An singularity overlay could only be opened in multiple processes using Read Only mode.

The recommended way is to open the overlay in Read and Write mode in CPU/GPU node only when you want to install python packages, and open in Read only mode in all other cases.

"Man-In-The-Middle" Warning

If you see warning like

@@@@@@@@@@@@@@@@@@@@@@@@@@@@@@@@@@@@@@
@    WARNING: REMOTE HOST IDENTIFICATION HAS CHANGED!     @
@@@@@@@@@@@@@@@@@@@@@@@@@@@@@@@@@@@@@@

IT IS POSSIBLE THAT SOMEONE IS DOING SOMETHING NASTY!
Someone could be eavesdropping on you right now (man-in-the-middle attack)!
It is also possible that a host key has just been changed.
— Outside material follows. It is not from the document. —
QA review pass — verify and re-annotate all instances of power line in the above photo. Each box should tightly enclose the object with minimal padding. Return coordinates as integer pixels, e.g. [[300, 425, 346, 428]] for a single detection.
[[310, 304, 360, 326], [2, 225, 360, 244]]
when trying to login HPC, don't be alarmed. That's an issue caused by HPC having multiple login nodes. Check the offical guide for ssh configuration if you are interested.

To avoid this, simply open ssh config file at ~/.ssh/config on your local machine with your favorite text editor (you might need to create a config file if it doesn't exist), and add the following lines:

Host *.hpc.nyu.edu
  StrictHostKeyChecking no
  UserKnownHostsFile /dev/null
  LogLevel ERROR

Now you can login HPC without seeing the warning.

Disk Quota Exceeded

  • Check disk storage If you encounter the problem of "Disk quota exceeded", don't panic, you can check your disk storage by:
myquota
  • Check the size of each folder
du -h --max-depth 1
  • Check file numbers in each folder
for d in $(find $(pwd) -maxdepth 1 -mindepth 1 -type d | sort -u); do n_files=$(find $d | wc -l); echo $d $n_files; done

Delete files in $Home (most probably python packages), then you will be fine

Could not login server through vscode

If you successfully logged in HPC through vscode before, but now you cannot it is most probably because of "Disk quota exceeded". You can login with terminal and check disk quota using myquota. If use find .vscode-server contains a lot of files, then delete them and you will be fine:

rm -rf .vscode-server

The reason is mainly because you installed too many extensions in vscode. After delecting .vscode-server, all extensions on HPC vscode will be removed (it won't affect vscode on your local machine).

Out of Memory Error

Check GPU Status

When encounting error of "CUDA out of memory", you might want to monitor the GPU memory usage. You can check the GPU memory usage by:

nvidia-smi

or watch in realtime using

watch -n 1 nvidia-smi

I personally recommend logging in the same GPU node using two terminals, one for running your code, the other for monitoring the GPU memory usage. It's easy to do in both terminal and vscode integrated terminal.
Check this for how to jump to the desired node.

Check CPU Status

ssh <node-name>
top -u $USER

SSL Certificate Error

If you encounter the error of SSL certificate problem: unable to get local issuer certificate, you can try to use the following command in terminal to address this problem:

export SSL_CERT_FILE=/etc/ssl/certs/ca-certificates.crt

You could add this line to your ~/.bashrc file to make it permanent.

If you have used run_setup.sh in lazy launcher script, then you should never encounter this problem. However, if you do, please raise an issue to let me know.

Some linux commands could not be executed

If commands like myquota, squeue, scancel could not be executed, then probably you are inside the singularity environment. You can only use these commands outside the singularity environment.

Lazy Launcher Script Related

Conda environment installation failed

If activated your conda environment inside singularity using source /ext3/env.sh, and typed which conda, but nothing shows up, then something probably went wrong during the installation.

If you have the chance to see the error message during installation, and you find ERROR: cannot verify repo.continuum.io's certificate, then you can try the following:

Rerun the script ./chslauncher.sh, and select "reinstall conda inside the singularity" to reinstall conda.

If the problem still exists, try to run the script by

./chslauncher.sh --no-check-certificate

Select "reinstall conda inside the singularity"` to reinstall conda.

Note that the --no-check-certificate flag is not recommended for security reasons, but it's the only way to bypass the certificate verification in singularity so far. I've double checked that the downloaded link for miniconda is the same as that in the official guide, so it should be safe to use.